Contemporary song-and-dance shows, like the traveling Electric Flower Car, supposedly appeal to "lower" gods who help cleanse the deceased of the more mundane vices such as gambling and prostitution (compared to the "higher" gods who focus on morality and righteousness).
California's state and local governments are rarely discussed these days without the pall of budget cuts looming, but apparently the Los Angeles County Museum of Art is safe because it is spending a reported $1.5 million to move a big rock in from Riverside, about 60 miles away. It's a 340-ton boulder that the museum intends to display above a sidewalk ("Levitated Mass"). The move will require a 200-foot-long trailer with 200 tires, with one semi-tractor pulling and one pushing, at night, maximum speed 8 mph.
Tennessee State Rep. Julia Hurley apologized in July and said she would pay for the refinishing of her desk in the legislative chamber after it was revealed that she had carved her initials in it during a January session. "It was like one in the morning on the last day of the session," she told WSMV-TV. "I wasn't thinking straight." Rep. Hurley, 29, who has a daughter, 14, unseated a nine-term incumbent legislator in 2010 with a campaign that touted her time as a Hooters waitress. "If I could make it at Hooters," she wrote in the restaurant's magazine, "I could make it anywhere."
Georges Marciano, co-founder of the clothing company Guess? Inc. and ostensibly in no trouble with IRS, nonetheless demanded in 2009 that the agency audit him over the previous several years.

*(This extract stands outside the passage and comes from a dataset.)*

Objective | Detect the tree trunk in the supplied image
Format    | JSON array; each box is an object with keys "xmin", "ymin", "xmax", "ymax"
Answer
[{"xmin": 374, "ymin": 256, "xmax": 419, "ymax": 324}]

IRS turned him down, and he sued the agency in federal court in Washington, D.C., but in July, a judge rejected the case, declaring that federal law and the U.S. Constitution do not give anyone a "right" to demand that IRS collect more taxes from them. (Marciano perhaps hoped for IRS to uncover cheating by his former employees and accountants, whom he thought were stealing from him. Paying higher taxes might have been worth it if the agency had made it easier for him to sue any cheaters.)
A Singaporean army draftee caused a public stir in March when he was photographed by a visitor as he underwent physical training in army fatigues but with his maid following behind him carrying his backpack on her shoulders. (Army officials told reporters the draftee had since been "counseled.")
In May, following near-record floods in fields south of Montreal, Quebec, farmer Martin Reid made sure to apply for his fishing license because he had learned the hard way that when his land gets flooded, he cannot remove the fish washed onto it unless he is a licensed fisherman. After flooding in 1993, Reid and his father failed to secure a license and were fined $1,000. A second offense brings a fine of $100,000.
Must Be Guilty: Arrested in Woodbridge, Va., in July for burglary after being discovered by police inside the MVC Late Night adult store: U.S. Army officer Justin Dale Little Jim, 28 (who was found physically engaged with a "blow-up doll"). Little Jim's chances for acquittal are slim under News of the Weird's insightful theory of criminal culpability known as the "Three First Names" hypothesis.